The applicant’s appeal against the decision of the District Court was subsequently dismissed as was
his cassation appeal.
THE DECISION OF THE COURT
The Court found no reason to doubt that the domestic courts’ decisions were based on the best
interests of the child. In particular, the domestic courts had taken into account that X had expressed
a clear wish to remain living with her grandparents. The Court noted that X was thirteen years old at
the time and thus already able to form her own opinion on the matter and to understand its
Furthermore, in the Court’s view, the failure to obtain a psychological expert opinion had not
constituted a flaw in the proceedings. X was thirteen years old when she had been heard by an
Uzbek court on the question of her return to her father and had been assisted by a specialist from
the childcare authorities. In such circumstances, the domestic courts could reasonably consider that
her statements had reflected her true wishes.
As regards Mr Khusnutdinov’s argument that the allegedly excessive length of the proceedings had
resulted in a de facto determination of the case, the Court noted, firstly, that the applicant had
chosen to apply to a Russian court despite the fact that X lived with her grandparents in Uzbekistan,
while he himself lived in the USA. That choice had inevitably affected the length of the proceedings,
making it necessary to adapt the hearing schedule to enable the parties to travel from Uzbekistan
and the USA to Moscow where the hearings were to be held and, most importantly, to send
international requests for assistance to the Uzbek authorities to help establish the facts. Even if
there had been some delays in the proceedings which were attributable to Russian authorities, the
domestic courts overall appeared to have dealt with the proceedings with the requisite diligence.
The Court observed further that Mr Khusnutdinov had remained passive during the first year and a
half after his separation from X. He had visited her only once during all that time, in January 2010.
He also had not applied to the competent Uzbek authorities, although that course of action seemed
to be the most logical one, given that X was in Uzbekistan.
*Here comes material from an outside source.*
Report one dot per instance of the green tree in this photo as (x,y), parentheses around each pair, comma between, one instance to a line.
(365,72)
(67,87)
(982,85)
Apart from lodging several complaints
with the Russian consular authorities, he had not taken any meaningful action to recover his
daughter during the first year and a half of their separation. He therefore placed the task on the
Russian consular authorities, instead of being proactive himself. Furthermore, as early as in October
2009, that is almost a year before Mr Khusnutdinov´s application to a Russian court, X had begun to
say that she would prefer to remain living with the grandparents. The Court was therefore not
convinced that the alleged delays in the domestic proceedings had resulted in the de facto
determination of the case, as X’s opinion had apparently already been formed by the time those
proceedings had begun.
Accordingly, the domestic courts’ decision to follow X’s wishes and to refuse her forcible and
immediate return to Mr Khusnutdinov could be taken to have been made in the interests of the
child, having regard to the length of the girl’s stay with the grandparents, her attachment to them
and her feeling that their home was her own.
The Court observed that the applicants had been able to avail themselves of a remedy under the
national law. The fact that their application had been rejected did not indicate, as such, that the
remedy in question was ineffective. Regarding the allegedly excessive length of the proceedings, it
found that the domestic courts had dealt with the proceedings with the requisite diligence. This
complaint was manifestly ill-founded and had to be rejected accordingly.
Judge Schukking expressed a concurring opinion. Judges Keller and Pastor Vilanova expressed a joint
dissenting opinion. These opinions are annexed to the judgment(echrcaselaw.com editing).